The Republican governor complained, after the $3.7 billion acquisition of Shawmut National Corp. by Fleet Financial Group was announced last Tuesday, that more than 1,000 of his constituents would lose their jobs.

Fleet, which is based in Providence, R.I., and has branch overlaps with Shawmut in Connecticut and other states, said it would reduce its total employment of 31,000 by 4,500, including 3,000 layoffs. The company did not detail where cuts would be made.

If the merger gets necessary regulatory approvals, Fleet would emerge as the ninth-largest U.S. bank, with $81 billion of assets.

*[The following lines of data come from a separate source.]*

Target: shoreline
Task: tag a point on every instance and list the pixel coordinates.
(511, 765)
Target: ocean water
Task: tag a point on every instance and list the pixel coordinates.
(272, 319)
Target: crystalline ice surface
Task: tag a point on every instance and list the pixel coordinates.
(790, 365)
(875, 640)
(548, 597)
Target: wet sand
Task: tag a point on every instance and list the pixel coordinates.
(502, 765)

Frank Barkocy, an analyst at Advest Group who covers Fleet, said he had never heard of a governor intervening to block a bank merger. Mr. Barkocy interpreted Gov. Rowland's threat as "political posturing."

The governor could slow or otherwise influence his state banking department's approval process. Officials in the department were not available to comment.

"Fleet is by no way abandoning Connecticut," Mr. Barkocy said. The state's capital city, Hartford - one of Shawmut's dual headquarters cities, along with Boston, where the new Fleet will be based - "will still be a business center for them," the analyst said.

Gov. Rowland himself proposed two weeks ago a budget that would cut 2,500 state employees, out of a work force of 50,000, through layoffs.

Officials at Shawmut and Fleet could not be reached for comment, but Fleet spokesman Tom Lavelle said the top executives at both institutions had met and will continue to meet with Mr. Rowland.

"We've had a good exchange with the governor," Mr. Lavelle said. "We'll obviously continue to work with him."

To forestall federal antitrust objections, the banks said they would divest $3 billion of deposits. The Connecticut attorney general, Richard Blumenthal, a Democrat, said he would do an antitrust investigation.

Governors from the other northeastern states where Fleet and Shawmut operate have not complained about the merger. Even community activist Bruce Marks, executive director of the Union Neighborhood Assistance Corp. in Boston, said he wouldn't protest on Community Reinvestment Act grounds.

"Their individual lending records to low- and moderate-income families in the past year are pretty good," he said. "The question is whether the combined institutions will accelerate that commitment."